Examine to Influenza Patient:

Observe the patient for a flushed face and conjunctivitis. When you inspect the patient’s throat, you may note redness of the soft palate, tonsils, and pharynx. Palpate for enlargement of the anterior cervical lymph nodes. The patient’s temperature usually ranges from 102°F to 103°F and often rises suddenly on the first day before falling and rising again on the third day of illness. Check if influenza has produced respiratory complications. Note the patient’s rate of respirations, which may be increased. Auscultate the patient’s lungs for rales.

Diagnosis Process

General Comments: No specific diagnostic tests are used because diagnosis is made by the history of symptoms and onset. If the patient has symptoms of a bacterial infection that complicates influenza, cultures and sensitivities may be required.

Primary Nursing Diagnosis

Infection related to the presence of virus in mucus secretions
OUTCOMES. Immune status; Knowledge: Infection control; Risk control; Risk detection; Nutrition status; Treatment behavior: Illness or injury; Hydration; Knowledge: Infection control.
INTERVENTIONS. Infection control; Infection protection; Surveillance; Fluid/electrolyte.
management; Medication management; Temperature regulation.

Influenza Treatment:

Pharmacologic Treatment,
General Comments: Phenylephrine and antitussive agents such as terpin hydrate with codeine are often prescribed to relieve nasal congestion and coughing.
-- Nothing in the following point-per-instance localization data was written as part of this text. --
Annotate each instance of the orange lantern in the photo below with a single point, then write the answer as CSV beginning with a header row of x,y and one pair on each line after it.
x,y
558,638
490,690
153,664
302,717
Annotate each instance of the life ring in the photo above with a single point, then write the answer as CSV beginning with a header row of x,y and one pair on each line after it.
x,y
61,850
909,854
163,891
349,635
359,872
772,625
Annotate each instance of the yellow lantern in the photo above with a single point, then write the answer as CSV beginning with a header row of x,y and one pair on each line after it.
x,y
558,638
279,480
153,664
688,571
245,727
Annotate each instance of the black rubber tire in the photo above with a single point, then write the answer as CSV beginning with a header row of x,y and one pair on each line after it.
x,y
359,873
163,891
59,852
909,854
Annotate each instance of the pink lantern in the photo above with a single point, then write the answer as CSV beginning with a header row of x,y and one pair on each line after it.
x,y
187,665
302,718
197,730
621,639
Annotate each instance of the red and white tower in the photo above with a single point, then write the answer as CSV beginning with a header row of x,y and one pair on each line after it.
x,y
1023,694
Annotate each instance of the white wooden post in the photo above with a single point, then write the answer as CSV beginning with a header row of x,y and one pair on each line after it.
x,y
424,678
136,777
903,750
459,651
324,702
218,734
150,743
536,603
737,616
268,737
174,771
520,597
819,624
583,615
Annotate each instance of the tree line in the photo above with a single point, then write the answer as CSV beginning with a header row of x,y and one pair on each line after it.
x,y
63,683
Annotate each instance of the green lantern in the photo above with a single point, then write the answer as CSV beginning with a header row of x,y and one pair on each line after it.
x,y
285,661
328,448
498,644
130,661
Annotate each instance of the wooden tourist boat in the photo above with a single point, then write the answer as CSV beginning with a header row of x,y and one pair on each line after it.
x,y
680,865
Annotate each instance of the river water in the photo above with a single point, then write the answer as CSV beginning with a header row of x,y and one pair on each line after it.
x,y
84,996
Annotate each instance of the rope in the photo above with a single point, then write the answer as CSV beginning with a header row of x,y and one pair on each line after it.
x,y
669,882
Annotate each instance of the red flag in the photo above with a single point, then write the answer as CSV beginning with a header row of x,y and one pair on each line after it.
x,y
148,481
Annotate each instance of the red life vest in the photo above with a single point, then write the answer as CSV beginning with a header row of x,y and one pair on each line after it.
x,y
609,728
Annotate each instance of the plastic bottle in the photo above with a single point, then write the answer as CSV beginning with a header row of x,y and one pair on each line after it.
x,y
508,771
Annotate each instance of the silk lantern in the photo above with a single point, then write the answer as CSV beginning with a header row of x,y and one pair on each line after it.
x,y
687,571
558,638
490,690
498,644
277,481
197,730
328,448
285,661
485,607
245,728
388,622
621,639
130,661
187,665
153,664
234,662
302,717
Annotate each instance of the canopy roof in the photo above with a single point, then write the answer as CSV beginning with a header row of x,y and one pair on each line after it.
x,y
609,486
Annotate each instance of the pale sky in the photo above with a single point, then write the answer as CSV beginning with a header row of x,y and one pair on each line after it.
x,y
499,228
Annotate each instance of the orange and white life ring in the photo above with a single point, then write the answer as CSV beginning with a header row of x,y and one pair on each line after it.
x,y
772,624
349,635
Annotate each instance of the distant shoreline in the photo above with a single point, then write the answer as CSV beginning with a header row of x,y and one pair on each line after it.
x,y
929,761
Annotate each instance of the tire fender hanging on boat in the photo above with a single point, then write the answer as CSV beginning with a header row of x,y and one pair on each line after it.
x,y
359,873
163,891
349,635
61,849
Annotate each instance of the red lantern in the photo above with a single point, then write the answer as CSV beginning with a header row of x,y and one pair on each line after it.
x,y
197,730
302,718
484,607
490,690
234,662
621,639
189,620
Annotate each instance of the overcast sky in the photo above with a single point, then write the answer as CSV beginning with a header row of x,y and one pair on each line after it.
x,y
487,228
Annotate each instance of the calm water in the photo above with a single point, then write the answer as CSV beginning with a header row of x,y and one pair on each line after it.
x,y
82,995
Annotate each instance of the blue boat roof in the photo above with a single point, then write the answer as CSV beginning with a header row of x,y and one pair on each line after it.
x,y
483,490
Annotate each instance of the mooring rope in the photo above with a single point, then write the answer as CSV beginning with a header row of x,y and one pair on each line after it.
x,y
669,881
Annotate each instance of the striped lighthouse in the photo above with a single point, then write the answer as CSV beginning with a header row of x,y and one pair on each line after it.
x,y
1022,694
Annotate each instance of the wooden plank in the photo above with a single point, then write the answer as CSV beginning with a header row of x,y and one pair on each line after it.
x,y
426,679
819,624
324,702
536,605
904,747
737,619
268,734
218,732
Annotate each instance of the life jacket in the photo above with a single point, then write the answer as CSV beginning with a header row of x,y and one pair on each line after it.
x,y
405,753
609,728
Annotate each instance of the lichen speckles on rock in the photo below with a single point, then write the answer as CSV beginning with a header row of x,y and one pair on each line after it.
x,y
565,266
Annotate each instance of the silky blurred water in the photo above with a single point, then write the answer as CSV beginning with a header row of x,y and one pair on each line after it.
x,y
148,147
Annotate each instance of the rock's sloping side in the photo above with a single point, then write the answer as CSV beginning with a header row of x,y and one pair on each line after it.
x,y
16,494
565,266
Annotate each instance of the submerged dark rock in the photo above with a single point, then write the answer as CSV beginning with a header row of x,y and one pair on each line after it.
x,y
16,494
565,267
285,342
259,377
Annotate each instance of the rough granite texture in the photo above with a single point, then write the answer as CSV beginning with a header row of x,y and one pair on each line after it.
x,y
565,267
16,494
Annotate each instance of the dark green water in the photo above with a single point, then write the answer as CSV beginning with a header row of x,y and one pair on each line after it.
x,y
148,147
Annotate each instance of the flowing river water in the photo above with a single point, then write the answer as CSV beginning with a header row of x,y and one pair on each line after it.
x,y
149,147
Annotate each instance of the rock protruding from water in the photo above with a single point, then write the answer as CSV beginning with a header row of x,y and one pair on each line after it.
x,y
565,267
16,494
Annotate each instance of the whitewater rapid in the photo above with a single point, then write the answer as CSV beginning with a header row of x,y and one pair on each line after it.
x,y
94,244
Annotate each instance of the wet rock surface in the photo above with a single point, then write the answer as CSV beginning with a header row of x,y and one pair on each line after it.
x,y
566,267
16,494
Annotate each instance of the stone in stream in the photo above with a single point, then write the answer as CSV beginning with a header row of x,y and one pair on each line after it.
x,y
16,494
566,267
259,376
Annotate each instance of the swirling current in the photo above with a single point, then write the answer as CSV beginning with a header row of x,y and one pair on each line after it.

In patients with influenza that is complicated by pneumonia, antibiotics may be administered to treat a bacterial superinfection.
Drugs used in Influenza Treatment:
• Antipyretics
• Amantadine

Other Drugs: Neuraminidase inhibitors (oseltamivir and zanamivir) for use in treatment and prophylaxis of influenza A and B; rimantadine for treatment and prophylaxis of influenza A only; antiviral treatment should be initiatied within 48 hours of the onset of symptoms to be effective.


Discharge and Home Healthcare Guidelines:

PREVENTION. To prevent complications, emphasize to the patient the need to maintain bedrest and high fluid intake for 2 to 3 days after the temperature returns to normal.

MEDICATIONS. Instruct the patient and family about the dosage, route, action, and side effects of all medications.
COMPLICATIONS. Instruct the patient and family to report any chest pain, ear pain, or change in respirations to the physician.